Death of a Salesman: Arthur Miller. First published 1949.

I never liked the name Janaiker Mrityu (Death of Someone) given to the Bengali version of the play. A salesman in a capitalist society is not just someone. He is a unique entity encompassing a unique set of virtues and vices not to be found in earlier economies. For my own purpose I quote from the play:

Willy- Figure it out. Work of a lifetime to payoff a house. You finally own it, and there’s nobody to live in it.

Linda-Well, dear, life is a casting off. It’s always that way.

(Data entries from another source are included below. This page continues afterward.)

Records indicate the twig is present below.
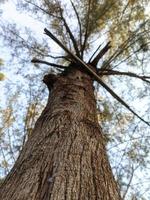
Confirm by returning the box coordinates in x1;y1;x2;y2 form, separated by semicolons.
70;0;82;50
60;8;80;57
44;28;150;126
98;69;150;83
88;44;102;63
91;41;111;67
31;58;67;69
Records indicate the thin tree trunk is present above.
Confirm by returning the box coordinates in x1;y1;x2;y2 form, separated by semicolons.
0;65;121;200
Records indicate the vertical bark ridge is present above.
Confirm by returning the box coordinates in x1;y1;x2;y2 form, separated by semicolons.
0;66;121;200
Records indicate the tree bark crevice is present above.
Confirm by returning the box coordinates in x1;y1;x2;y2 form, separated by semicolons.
0;68;121;200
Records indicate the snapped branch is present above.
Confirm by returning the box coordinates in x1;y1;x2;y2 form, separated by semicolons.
44;28;150;126
31;58;67;69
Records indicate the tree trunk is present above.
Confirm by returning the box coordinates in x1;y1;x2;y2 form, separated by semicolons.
0;65;121;200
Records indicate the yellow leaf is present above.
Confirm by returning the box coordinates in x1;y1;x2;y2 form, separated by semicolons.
0;72;5;81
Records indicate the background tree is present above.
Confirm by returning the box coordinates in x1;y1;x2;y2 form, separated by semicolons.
1;1;149;197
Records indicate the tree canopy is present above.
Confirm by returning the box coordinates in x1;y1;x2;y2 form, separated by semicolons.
0;0;150;199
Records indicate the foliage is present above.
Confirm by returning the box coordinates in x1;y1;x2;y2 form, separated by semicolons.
0;0;150;199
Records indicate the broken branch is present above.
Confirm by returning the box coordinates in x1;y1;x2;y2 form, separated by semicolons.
31;58;67;69
44;28;150;126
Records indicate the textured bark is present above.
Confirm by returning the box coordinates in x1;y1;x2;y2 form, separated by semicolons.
0;65;121;200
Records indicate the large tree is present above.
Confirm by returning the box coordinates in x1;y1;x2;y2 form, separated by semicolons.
0;0;149;200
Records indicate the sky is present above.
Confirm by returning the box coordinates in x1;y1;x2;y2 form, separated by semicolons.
0;0;149;198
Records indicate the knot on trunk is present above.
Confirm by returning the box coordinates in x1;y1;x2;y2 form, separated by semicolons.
43;74;57;90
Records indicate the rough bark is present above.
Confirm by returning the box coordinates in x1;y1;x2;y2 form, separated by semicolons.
0;65;121;200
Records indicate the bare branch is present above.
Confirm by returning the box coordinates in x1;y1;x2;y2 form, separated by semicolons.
31;58;67;69
24;0;60;19
44;28;150;126
81;0;91;58
88;44;102;63
90;41;111;67
98;69;150;83
60;8;80;57
70;0;82;50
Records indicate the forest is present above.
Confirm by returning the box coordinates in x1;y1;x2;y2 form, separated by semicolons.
0;0;150;200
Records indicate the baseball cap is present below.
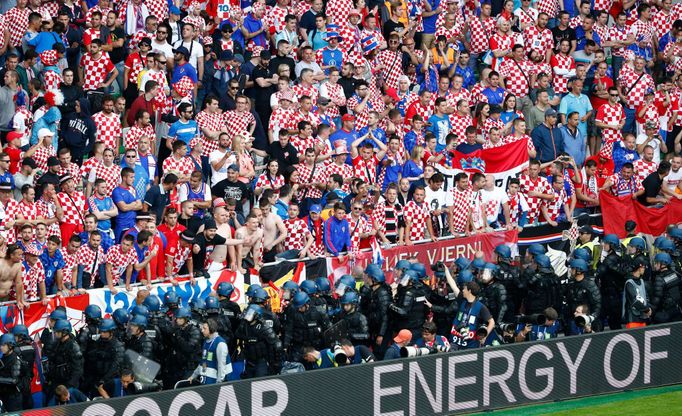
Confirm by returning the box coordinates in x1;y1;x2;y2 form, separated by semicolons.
393;329;412;343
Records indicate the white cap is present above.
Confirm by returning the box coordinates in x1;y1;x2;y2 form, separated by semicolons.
38;127;54;139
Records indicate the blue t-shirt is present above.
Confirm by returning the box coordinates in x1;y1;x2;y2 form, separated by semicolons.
111;186;137;228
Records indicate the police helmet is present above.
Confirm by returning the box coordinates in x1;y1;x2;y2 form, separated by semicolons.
99;319;116;332
111;308;130;325
495;244;511;259
130;305;149;318
130;315;147;329
341;292;359;305
535;254;552;269
83;305;102;319
292;292;310;309
142;295;161;312
569;259;589;273
365;260;386;283
300;280;317;296
654;253;673;266
217;282;234;298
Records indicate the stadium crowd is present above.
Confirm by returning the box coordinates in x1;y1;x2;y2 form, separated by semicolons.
0;0;682;410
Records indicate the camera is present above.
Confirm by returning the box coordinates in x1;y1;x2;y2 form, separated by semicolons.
573;315;594;328
516;313;547;325
400;346;431;358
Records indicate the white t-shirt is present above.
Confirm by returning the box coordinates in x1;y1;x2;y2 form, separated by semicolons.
635;134;661;166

Linda spoke like that, okay. World over, on the contrary, all the countless Lindas think differently. They want to have houses of their own. It is instinctive since they themselves are houses. Their bodies are houses to bear, feed, and nurture the embryos of generations of mankind. Linda was only consoling Willy Loman over the inevitability of break up of a family, over leaving a house to nobody. Obviously, Linda could not mean it sincerely. And that is only natural. This Death of a Salesman, as I progress afresh for umpteenth time I am stunned by the overwhelming depth of Arthur Miller notwithstanding the canards and gossips crafted over the media. The theme is lasting for sixty years with clear signals of lasting for a century unless not “existing” socialism but real socialism starts controlling productive forces and the economy. The play, for once, strives to bring an individual out of stereotype when and where Charley says one must have something to sell otherwise you are destined for the black hole.

It is astonishing and amusing also to view us in the mirror. With what a tremendous load of illusion we continue to live and suffer only to see us dramatized and look at each other and realize that the fellow beside me is also similarly suffering and hoping and waiting for a morning with a flood of sunshine.

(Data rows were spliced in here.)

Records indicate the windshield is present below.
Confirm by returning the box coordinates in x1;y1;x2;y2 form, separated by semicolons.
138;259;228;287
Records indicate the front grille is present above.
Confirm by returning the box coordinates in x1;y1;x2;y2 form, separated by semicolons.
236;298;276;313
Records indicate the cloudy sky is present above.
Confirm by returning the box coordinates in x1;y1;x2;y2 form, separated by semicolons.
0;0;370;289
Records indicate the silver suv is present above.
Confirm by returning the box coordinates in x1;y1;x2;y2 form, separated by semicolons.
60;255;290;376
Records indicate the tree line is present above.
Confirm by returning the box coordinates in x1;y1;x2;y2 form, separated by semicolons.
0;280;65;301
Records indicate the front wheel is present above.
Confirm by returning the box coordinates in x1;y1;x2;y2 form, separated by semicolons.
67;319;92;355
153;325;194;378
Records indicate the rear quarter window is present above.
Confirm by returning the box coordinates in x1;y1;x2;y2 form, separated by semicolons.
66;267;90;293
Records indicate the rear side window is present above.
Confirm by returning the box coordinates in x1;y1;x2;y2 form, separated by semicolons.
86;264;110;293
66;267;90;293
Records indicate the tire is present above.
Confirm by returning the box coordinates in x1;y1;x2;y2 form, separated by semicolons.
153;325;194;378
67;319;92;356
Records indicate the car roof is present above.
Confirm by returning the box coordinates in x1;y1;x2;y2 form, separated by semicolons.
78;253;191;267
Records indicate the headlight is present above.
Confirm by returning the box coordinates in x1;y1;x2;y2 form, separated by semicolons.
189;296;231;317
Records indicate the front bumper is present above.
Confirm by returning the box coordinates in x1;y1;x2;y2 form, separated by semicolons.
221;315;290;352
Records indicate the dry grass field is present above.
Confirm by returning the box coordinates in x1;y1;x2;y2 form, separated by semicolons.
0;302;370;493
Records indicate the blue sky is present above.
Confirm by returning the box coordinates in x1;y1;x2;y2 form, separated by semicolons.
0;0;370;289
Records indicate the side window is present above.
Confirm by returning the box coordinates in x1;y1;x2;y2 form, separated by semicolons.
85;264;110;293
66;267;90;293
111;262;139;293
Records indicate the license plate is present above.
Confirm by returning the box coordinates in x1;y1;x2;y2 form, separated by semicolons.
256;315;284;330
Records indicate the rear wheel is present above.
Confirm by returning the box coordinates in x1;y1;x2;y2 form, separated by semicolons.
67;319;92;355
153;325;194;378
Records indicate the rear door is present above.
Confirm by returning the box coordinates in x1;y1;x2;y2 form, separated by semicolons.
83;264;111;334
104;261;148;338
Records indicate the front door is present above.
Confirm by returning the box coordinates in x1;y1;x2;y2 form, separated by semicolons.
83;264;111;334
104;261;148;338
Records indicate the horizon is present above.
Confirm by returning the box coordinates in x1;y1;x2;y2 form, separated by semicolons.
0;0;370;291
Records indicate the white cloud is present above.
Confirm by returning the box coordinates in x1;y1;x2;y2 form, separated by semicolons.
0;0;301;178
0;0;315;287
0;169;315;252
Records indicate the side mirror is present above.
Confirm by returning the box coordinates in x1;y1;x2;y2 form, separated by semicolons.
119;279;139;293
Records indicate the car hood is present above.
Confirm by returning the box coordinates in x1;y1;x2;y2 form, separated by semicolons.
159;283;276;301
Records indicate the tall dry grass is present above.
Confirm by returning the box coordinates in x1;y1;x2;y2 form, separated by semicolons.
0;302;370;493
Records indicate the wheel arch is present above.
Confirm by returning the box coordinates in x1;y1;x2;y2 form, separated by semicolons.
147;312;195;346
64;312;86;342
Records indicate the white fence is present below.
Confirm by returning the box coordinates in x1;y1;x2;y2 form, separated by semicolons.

And the pride, arrogance and their futility when viewed in the context of relationship between parents and offspring overpowers us with such sadness. Father figure is a miniature hero and he is worshipped forgetting that the heroes too have feet of clay. Loman is continually failing and boasting and getting beaten and ending up in ridiculous womanizing in full view of his elder son Biff. When the wreckage of this son rebels in frustration he threatens him despairingly. Really, quite moving and relevant till today.